Полная версия
Сатирическая энциклопедия Платона Похотливого. Том 3
Он подался вперед, обращаясь к испуганному официанту, который всего лишь пытался не пролить сироп.
– Понимаешь ли ты, отрок, что купаж в чае – это когда терпкий индийский Ассам встречается с нежным китайским Кимуном, чтобы смягчить его горечь? Это как в жизни: мы берем лучшее от разных миров, чтобы получить гармонию. Но гармония... – голос Похотливого внезапно хрипнул, а глаз начал дергаться, – гармония – это ведь всегда про тела, верно?
Он обвел зал тяжелым взглядом. Высокопарность начала осыпаться с него, как дешевая штукатурка.
– Ведь и бабы – они же как этот ваш купаж. Возьмешь одну – вроде и ноги есть, а в голове пусто, как в дырявом чайнике. Приходится ее, так сказать, «ассамблировать» с другой, у которой хотя бы корма пошире и гонор потише. Купажирование девок – вот настоящая наука! Вот я вчера видел одну на остановке. Спереди – чистый цейлонский высший сорт, упругая, крепкая, а как заговорила – ну чисто полынь голимая, пить нельзя. Ей бы подмешать соку от той рыжей из овощного, у которой томность в глазах и ляжки такие, что никакой сахар не нужен.
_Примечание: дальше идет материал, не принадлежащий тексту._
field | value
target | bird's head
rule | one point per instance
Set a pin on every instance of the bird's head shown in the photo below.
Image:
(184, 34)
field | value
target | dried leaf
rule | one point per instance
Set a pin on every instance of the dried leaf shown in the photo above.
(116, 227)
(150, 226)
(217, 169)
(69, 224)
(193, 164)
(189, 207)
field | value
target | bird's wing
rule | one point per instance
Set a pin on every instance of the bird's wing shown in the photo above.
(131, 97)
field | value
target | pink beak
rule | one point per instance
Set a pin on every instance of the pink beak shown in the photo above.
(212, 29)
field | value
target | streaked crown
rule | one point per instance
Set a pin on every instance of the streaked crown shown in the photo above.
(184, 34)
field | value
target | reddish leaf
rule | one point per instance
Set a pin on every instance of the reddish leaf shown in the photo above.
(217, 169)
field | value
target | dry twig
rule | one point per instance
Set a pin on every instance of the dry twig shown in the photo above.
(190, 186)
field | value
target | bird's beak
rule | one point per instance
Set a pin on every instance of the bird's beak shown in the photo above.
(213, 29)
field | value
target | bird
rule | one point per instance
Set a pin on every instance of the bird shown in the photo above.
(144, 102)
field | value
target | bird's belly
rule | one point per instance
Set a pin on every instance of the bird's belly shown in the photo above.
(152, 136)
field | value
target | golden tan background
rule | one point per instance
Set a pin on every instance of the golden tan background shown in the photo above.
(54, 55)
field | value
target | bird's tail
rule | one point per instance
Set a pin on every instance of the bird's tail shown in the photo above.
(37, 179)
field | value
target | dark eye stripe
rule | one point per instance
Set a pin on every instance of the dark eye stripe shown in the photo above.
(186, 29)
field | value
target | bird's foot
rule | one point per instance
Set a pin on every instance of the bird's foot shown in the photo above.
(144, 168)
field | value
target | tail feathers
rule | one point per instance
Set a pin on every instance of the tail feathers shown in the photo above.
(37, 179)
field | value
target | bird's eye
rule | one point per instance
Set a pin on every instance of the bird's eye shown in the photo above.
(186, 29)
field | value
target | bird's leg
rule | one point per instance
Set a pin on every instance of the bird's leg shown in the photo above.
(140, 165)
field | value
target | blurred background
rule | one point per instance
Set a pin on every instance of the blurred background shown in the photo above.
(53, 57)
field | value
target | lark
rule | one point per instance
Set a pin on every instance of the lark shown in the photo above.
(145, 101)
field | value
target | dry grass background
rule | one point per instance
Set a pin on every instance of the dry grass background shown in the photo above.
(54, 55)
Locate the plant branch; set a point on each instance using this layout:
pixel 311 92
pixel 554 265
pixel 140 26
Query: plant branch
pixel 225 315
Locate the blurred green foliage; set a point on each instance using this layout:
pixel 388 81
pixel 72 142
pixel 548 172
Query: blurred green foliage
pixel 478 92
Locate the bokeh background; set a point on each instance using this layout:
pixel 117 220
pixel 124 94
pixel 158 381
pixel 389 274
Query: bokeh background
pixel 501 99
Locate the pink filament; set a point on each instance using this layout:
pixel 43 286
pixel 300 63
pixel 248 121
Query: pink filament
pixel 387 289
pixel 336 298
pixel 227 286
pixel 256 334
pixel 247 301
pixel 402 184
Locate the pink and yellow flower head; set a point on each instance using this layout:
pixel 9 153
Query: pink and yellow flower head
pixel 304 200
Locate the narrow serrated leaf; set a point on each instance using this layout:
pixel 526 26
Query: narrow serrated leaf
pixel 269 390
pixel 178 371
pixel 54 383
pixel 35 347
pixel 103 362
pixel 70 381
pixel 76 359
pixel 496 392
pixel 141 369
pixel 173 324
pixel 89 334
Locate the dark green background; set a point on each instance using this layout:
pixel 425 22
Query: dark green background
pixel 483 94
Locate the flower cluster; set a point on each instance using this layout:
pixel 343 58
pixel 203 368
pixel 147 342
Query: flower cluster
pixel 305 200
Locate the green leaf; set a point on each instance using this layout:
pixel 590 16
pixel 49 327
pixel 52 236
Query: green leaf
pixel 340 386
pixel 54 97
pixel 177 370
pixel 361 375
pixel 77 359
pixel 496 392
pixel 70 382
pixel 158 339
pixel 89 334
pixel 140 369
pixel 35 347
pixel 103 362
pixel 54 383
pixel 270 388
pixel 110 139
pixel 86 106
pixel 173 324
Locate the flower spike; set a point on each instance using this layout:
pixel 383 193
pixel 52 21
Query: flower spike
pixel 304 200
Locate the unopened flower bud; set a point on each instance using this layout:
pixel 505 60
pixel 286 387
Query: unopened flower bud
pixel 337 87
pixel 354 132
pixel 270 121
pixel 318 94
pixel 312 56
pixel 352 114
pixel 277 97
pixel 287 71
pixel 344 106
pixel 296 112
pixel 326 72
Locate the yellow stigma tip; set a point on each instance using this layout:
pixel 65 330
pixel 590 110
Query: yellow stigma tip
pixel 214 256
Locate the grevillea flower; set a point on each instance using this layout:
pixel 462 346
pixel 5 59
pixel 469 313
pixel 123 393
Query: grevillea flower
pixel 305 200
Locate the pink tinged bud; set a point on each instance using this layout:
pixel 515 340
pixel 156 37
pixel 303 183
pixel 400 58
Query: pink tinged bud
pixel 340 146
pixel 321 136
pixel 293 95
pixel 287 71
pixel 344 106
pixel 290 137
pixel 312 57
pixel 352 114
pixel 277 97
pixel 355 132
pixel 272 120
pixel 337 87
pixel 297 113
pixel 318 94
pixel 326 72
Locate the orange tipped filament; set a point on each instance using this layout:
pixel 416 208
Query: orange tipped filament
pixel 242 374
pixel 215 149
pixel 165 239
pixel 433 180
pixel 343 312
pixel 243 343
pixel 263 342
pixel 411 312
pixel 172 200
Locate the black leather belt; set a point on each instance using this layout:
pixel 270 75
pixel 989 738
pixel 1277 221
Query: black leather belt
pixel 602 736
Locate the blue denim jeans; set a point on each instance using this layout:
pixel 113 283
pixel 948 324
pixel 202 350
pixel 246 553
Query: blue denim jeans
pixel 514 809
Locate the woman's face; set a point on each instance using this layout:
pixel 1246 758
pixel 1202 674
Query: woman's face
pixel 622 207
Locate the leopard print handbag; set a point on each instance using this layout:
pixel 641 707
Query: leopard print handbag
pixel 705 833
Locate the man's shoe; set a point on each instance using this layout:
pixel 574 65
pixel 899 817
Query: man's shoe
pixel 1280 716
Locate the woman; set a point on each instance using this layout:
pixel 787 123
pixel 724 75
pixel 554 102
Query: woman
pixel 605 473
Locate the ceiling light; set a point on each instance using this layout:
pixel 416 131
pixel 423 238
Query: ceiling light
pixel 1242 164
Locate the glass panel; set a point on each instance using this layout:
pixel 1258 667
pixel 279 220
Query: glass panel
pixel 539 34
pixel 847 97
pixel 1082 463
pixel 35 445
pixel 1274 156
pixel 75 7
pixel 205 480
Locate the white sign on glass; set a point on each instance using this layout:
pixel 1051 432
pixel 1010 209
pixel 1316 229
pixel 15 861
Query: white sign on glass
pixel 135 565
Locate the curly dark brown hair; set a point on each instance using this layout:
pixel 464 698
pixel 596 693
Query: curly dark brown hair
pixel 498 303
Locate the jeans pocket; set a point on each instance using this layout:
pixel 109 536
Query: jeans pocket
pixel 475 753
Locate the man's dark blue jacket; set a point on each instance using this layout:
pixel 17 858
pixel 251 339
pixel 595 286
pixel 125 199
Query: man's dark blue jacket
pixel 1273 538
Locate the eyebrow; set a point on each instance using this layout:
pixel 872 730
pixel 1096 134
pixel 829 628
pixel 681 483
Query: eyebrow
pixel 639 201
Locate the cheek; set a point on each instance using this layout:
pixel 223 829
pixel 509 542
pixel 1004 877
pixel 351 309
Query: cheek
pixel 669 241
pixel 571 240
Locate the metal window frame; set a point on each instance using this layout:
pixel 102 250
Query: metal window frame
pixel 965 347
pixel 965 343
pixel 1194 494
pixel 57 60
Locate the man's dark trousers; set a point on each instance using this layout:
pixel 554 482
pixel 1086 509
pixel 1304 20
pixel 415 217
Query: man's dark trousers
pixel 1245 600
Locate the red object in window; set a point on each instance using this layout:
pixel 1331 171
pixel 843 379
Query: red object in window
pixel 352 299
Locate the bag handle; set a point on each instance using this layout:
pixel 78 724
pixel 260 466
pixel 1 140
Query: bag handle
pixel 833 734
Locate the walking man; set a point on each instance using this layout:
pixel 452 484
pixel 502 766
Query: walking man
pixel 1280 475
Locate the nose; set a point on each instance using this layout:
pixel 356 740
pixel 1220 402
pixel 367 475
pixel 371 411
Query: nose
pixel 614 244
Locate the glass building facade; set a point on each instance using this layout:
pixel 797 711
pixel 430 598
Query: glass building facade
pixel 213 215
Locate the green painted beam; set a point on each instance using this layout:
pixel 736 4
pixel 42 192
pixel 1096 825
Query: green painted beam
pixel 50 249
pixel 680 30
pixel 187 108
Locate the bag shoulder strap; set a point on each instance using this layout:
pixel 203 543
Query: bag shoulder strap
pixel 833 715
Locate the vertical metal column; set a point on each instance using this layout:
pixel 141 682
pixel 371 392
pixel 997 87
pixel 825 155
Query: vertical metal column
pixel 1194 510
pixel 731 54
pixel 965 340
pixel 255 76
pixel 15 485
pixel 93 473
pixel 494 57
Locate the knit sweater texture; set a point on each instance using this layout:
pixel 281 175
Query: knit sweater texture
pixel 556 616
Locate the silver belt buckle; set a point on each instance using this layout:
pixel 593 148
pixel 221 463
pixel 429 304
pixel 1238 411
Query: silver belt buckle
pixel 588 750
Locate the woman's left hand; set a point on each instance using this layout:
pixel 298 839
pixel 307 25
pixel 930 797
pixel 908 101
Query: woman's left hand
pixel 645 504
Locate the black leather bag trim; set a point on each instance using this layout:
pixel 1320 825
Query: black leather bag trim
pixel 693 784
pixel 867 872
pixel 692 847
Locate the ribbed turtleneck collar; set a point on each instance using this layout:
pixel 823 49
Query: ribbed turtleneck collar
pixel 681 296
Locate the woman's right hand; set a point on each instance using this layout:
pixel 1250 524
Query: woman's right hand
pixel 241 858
Платон Пантелеймонович уже не шептал. Он почти рычал, и его лексика стремительно катилась в сточную канаву.
– Вы думаете, погода плохая? Нет, это просто купаж дерьмовый! Небо серое, как морда у моей бывшей, когда я ей в компот подлил коньяку для «улучшения букета». А она, дура, не оценила тонкости процесса. Купаж – это когда ты берешь сочную телку с Думской и смешиваешь ее с интеллигентной невротичкой из библиотеки, чтобы на выходе получить идеал, который и в постели как кобыла, и Шопенгауэра тебе процитирует, пока ты ее за загривок держишь.
Официант попятился. Похотливый ударил кулаком по столу, расплескивая кофе.
– Вся мировая политика – это попытка вдуть одной нации через другую! Купаж интересов! Смешивают они, понимаешь, нефть с кровью, а получается все равно какая-то шняга непотребная, ни сисек, ни души! А я стою, смотрю на этот мир и понимаю: пока вы тут свой чай бодяжите, настоящие знатоки уже давно вывели формулу идеальной бабы путем скрещивания бульдога с носорогом, лишь бы она не орала, когда ты ей в рожу своим «купажом» тычешь!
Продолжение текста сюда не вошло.